Without good practices in data exploration, we cannot have answers. Without good design practices, we cannot have good explanations of these answers. This is confounded by the fact that most answers are neither self-explanatory nor immediately obviously correct. Moreover, their reception and impact is directly related to the quality of the explanation.
There are many guidelines for visualization, backed by compelling perception studies that can help us make good choices in shapes, colour and layout. The principles that underpin these choices are now generally well accepted and implemented in many applications. Though it is now easy to make a pile of plots, it is generally very challenging to determine how to sort through the pile to select and order a set for an engaging and expository data presentation.
I will distill the core concepts of information design into practical guidelines for creating scientific figures, presentations and scientific storytelling. Topics include use of colour, information flow for data, process and concept figures.

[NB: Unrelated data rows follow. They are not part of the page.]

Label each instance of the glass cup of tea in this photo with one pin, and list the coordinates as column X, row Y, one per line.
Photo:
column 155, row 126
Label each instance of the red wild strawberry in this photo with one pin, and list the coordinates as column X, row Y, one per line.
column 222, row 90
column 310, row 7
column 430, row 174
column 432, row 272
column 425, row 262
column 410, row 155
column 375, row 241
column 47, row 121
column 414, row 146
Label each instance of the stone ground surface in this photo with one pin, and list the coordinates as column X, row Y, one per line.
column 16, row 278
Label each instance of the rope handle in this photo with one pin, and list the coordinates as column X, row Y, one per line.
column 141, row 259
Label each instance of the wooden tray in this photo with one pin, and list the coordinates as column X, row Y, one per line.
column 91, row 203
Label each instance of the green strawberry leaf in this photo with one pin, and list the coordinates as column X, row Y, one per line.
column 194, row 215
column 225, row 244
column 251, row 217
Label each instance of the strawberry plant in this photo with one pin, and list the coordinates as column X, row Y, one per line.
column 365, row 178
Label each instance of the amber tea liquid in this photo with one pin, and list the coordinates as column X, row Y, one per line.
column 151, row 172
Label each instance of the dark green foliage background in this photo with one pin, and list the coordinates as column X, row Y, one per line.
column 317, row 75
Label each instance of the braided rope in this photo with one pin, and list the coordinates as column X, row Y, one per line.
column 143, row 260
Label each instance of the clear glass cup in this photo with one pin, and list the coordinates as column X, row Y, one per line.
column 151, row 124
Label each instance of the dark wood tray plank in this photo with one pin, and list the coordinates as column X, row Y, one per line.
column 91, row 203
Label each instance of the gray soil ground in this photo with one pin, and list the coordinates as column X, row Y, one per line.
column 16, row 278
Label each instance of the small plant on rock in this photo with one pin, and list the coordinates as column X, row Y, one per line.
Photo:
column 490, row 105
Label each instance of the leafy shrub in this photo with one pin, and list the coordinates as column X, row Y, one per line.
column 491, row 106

Using examples of published figures in the literature, I apply these guidelines to a redesign process that isolates and emphasizes the essential aspects of the figure without losing context.
This process of design, which is a kind of choreography for the page, can be of great help in assembling individual data visualizations into a cohesive explanation across many levels of detail. In the same way that visualizations are a way to organize data, design is a way to organize visualizations.
I will share with you my experiences in applying tools such as Circos and hive plots, among others, to combine science with visualization and design to create explanations, promote engagement, inspire imagination and, where possible, provide visual support in the often vexing process of research.